I almost never post recipes here, mostly because I rarely write down recipes of my own concoction. However, I’ve written down an approximate recipe for my vegan meat loaf. It’s a very healthy, low-glycemic, high-protein dish that keeps well and makes great leftovers. The intent is not to make a meat analog and trick anyone into thinking they’re eating real meat loaf. Rather, the intent is just to make a good vegetarian main course. It’s also a low-cost dish. Most of the ingredients can be bought in bulk. I usually think of it as a winter thing, but with the small steam oven I can make it in the summer without dumping too much heat into the house.

vegan meatloaf recipe2

Soak the soybeans overnight. Cook them according to any recipe for cooking soybeans. I usually cook them in the pressure cooker. Drain the beans but reserve the liquid.

Soak the hulled barley overnight. (Pearled barley does not need soaking.) Cook the barley according to any recipe for cooking barley.

Coarsely chop the walnuts. Chop the onion fairly fine. Mash the soybeans with a potato masher. Mix all the ingredients in a big bowl. Use good judgment about whether the mixture looks too dry. When it’s finished baking, you want it to be firmly set in the pan but not too dry. If the mixture looks too dry, add a tablespoon or two of the soybean cooking water.

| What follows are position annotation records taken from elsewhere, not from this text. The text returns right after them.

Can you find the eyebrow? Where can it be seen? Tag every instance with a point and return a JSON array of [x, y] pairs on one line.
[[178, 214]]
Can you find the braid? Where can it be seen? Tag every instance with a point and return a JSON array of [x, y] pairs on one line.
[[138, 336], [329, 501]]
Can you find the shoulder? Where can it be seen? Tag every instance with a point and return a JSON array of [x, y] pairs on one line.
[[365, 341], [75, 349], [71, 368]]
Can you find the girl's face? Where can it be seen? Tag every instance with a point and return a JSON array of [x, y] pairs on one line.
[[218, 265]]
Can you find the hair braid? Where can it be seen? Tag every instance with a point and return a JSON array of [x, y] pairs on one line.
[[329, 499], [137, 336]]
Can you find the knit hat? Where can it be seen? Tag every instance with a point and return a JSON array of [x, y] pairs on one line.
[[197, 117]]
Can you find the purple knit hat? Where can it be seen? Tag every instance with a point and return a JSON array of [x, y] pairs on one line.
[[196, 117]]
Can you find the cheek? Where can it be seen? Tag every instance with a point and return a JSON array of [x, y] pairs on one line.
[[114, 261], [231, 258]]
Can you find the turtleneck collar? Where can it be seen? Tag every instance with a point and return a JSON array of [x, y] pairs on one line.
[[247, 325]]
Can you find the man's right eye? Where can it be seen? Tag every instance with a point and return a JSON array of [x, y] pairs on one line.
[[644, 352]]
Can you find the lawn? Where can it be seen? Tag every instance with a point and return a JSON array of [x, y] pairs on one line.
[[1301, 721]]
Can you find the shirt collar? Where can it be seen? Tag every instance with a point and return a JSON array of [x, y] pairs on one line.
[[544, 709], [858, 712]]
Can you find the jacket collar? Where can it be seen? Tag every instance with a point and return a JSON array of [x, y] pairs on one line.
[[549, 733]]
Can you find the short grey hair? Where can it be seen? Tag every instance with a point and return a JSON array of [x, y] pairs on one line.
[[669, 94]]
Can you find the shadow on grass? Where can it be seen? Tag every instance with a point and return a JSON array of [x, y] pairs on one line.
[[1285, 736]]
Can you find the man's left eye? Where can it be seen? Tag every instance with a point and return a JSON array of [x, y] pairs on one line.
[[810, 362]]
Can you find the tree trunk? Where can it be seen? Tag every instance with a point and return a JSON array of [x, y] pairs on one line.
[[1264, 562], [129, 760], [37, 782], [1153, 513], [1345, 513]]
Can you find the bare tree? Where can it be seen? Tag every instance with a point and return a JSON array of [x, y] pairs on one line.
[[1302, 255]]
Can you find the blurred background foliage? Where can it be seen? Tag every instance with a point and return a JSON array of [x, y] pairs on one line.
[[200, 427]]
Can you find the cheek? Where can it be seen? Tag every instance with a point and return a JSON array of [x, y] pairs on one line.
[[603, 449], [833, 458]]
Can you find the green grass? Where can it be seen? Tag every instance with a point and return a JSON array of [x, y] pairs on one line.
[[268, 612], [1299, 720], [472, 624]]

Put the mixture in an oiled bread loaf pan. Drizzle the top with oil. Cover the pan with foil. Bake it for about an hour in a 325-degree oven. It should be sizzling, moist, firm, and not too crusty when it comes out of the oven.

Serve it hot and sauce it with brown gravy.

If you like this dish enough to make it a second time, then alter the recipe to suit your taste. I like the texture and chewiness of the walnuts and barley. If you’d prefer a texture more like a paté, then you can use a food processor. Vary the seasonings. Make it more sassy by substituting more Worchestershire sauce for some of the tamari. Try curry paste or harissa instead of ketchup. Consider adding some herbs, or an egg. This a basic recipe that you can customize for your family’s tastes. You can modify this recipe to make a breakfast sausage by diminishing the amount of barley and walnuts, increasing the amount of wheat gluten, and seasoning it with sausage spices such as sage and pepper. As sausage, keep the mixture in the refrigerator, and fry in it patties for breakfast. It’s the combination of barley and wheat gluten that give the loaf its meaty chew. Experiment with the proportions of the ingredients to get a texture you really like.

Too much of it left over? Ran out of leftover gravy before you ran out of meat loaf? Use it to stuff peppers or to make cabbage rolls. Or reshape the leftovers into burgers and fry them. Use it in, say, a layered squash and cheese casserole the way you might use ground beef.

We’d all benefit from eating more barley — especially hulled barley, which is a whole grain. If you read up on barley, you’ll find that it has a very good influence on the digestive system. The gladiators were sometimes called “barley eaters.” The ancient Greeks also ate a lot of barley. If you’re not an experienced barley eater, start with pearled barley before you work up to the much more rustic hulled barley. We all know that walnuts are good for us. Soybeans are an excellent, cheap source of protein. I can’t imagine eating soybeans as a solo dish, but they go well with other hearty ingredients. The combination of amino acids in seed, legume and nuts (barley, soybeans, and walnuts) make a high-quality vegetarian protein.

Serve it with any vegetable. This is a dish with which you definitely won’t want any bread. Maybe that’s why I made it today — to deal with my temptation to make more sourdough bread.